1 million patient cohort being prepared to fuel precision medicine knowledge base
The promise of precision medicine is starting to be realized. The combination of patient medical records and genomic data is proving to be a potent source of data for clinicians as they apply analytical tools in the search for better treatments.
But one factor holds back many new initiatives. The data available for analysis is limited to the records of patients who are participating in any given trial. For precision medicine to reach its true potential, the number of patient datasets will need to grow dramatically.
That’s the challenge that the National Institute of Health’s All of Us Research Program aims to solve. With a goal of building a national research cohort of one million or more U.S. participants, the program’s goal is to build one of the largest, most diverse biomedical datasets in the world and to make it free to use.

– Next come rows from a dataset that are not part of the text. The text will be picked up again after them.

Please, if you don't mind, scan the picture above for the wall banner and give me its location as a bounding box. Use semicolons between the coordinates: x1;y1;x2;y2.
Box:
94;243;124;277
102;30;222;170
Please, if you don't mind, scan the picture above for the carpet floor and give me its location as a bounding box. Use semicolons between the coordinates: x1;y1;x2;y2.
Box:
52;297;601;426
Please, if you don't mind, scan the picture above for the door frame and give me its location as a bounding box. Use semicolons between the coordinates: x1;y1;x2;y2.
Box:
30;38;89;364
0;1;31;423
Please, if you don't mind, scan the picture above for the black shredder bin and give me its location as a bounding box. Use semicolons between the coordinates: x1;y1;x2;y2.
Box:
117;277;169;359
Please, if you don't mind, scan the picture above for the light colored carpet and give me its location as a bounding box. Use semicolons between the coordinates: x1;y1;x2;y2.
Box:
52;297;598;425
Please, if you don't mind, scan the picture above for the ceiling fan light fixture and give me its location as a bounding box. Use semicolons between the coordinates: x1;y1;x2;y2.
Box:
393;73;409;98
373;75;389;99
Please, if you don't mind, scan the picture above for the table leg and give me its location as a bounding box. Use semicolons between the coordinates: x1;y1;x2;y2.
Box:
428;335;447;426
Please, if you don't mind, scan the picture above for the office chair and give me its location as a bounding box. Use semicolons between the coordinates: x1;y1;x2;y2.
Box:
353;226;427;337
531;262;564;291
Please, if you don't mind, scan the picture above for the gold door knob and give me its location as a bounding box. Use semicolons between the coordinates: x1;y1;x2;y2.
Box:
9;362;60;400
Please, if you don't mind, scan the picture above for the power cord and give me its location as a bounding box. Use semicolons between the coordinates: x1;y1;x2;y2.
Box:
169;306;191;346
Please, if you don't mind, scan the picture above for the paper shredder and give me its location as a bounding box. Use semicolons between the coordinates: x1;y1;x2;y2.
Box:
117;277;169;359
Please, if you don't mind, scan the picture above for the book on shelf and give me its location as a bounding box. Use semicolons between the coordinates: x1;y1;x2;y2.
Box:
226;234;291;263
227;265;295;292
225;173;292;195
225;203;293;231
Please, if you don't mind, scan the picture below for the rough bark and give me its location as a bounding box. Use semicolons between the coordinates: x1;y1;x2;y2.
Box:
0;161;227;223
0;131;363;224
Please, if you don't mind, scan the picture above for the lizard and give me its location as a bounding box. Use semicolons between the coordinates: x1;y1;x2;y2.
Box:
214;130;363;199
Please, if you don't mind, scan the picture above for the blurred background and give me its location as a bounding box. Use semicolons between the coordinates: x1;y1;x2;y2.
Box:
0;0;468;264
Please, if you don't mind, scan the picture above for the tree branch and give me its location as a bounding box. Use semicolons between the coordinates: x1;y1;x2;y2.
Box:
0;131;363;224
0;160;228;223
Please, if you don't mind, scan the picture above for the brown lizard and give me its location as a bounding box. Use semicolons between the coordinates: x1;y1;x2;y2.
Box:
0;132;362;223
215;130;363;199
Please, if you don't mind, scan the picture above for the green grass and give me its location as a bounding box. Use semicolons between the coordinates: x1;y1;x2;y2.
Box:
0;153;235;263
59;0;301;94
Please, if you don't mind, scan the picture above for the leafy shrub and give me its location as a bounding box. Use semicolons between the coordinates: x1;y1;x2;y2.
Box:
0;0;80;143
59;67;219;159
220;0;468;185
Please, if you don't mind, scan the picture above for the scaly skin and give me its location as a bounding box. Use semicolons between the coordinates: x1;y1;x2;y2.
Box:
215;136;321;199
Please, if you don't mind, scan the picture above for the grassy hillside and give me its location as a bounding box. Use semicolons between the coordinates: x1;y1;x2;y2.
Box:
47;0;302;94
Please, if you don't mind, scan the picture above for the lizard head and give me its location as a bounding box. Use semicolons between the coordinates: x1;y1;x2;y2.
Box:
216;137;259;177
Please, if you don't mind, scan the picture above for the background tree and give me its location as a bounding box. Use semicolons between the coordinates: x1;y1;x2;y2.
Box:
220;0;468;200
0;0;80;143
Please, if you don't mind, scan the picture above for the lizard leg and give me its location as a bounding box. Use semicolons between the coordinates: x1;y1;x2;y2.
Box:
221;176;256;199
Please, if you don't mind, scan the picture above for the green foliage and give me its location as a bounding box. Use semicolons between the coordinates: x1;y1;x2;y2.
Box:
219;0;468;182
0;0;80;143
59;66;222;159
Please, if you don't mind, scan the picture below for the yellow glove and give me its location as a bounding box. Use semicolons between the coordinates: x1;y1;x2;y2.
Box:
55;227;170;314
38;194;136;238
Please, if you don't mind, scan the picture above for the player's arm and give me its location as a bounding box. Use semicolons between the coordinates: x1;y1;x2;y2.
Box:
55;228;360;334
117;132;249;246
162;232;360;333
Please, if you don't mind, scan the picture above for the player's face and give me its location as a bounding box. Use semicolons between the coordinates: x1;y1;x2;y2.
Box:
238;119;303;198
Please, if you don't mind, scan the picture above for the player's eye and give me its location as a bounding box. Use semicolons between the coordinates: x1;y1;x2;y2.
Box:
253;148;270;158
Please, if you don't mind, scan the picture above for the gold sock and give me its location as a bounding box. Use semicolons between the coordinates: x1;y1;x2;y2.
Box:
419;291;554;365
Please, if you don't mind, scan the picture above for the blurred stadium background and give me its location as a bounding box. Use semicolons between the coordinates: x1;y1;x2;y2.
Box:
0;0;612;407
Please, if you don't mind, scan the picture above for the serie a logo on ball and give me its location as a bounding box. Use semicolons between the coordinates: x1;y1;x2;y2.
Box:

Eric Dishman, the program’s director, said “this national resource may help researchers better understand the complexities of how many factors — biology, genetics, location, behavior, social life, exposure, and environment — interact to influence health at both a population and individual level.”
Diversity is central to the program’s planning. Dishman said that over time, the data will represent “perhaps the most diverse collection of people in human history.”
The goal will be to solve some of the most challenging riddles of medicine, “questions like, what makes one person get sick and another similar person show no signs of any problem?” Dishman explained. “Why do some treatments work for some people but not others? How can we make care more effective, where it’s tailored to each of us as individuals?”
A biobank, managed by the Mayo Clinic, will handle the collection, analyses, storage, and distribution of biospecimens for research use. Data from lab analyses of the biospecimens will be integrated with information from participants’ records including lifestyle and clinical records.
The All of Us Research Program, funded by $130 million from the NIH, was originally called the Precision Medicine Initiative Cohort Program.
Dishman will provide a close look at the program and its progress at the Precision Medicine Summit in Boston on June 12.
A veteran of Intel, where he was responsible for product and policy initiatives for health and life science solutions, Dishman is know for innovative approaches to healthcare that integrate anthropology, ethnography, and other social science methods.
Dishman also has firsthand experience with the realities of cancer treatment, having survived 23 years of treatment, which resulted in a cure thanks to precision medicine.
Access to the data will be managed through the program’s Data and Research Support Center which is expected to build an active community of researchers who can learn from the information and propose new research intiaitives. Vanderbilt University Medical Center, Nashville, Tennessee, working with the Broad Institute, Cambridge, Massachusetts, and Verily, Mountain View, California won the primary award for this program. Additional funding is going to Columbia University Medical Center, Northwestern University Feinberg School of Medicine, University of Michigan School of Public Health and the University of Texas Health Science Center at Houston School of Biomedical Informatics.
The first data collection will begin soon. Dishman will provide details on the controlled beta test during his June 12 presentation at the Precision Medicine Summit.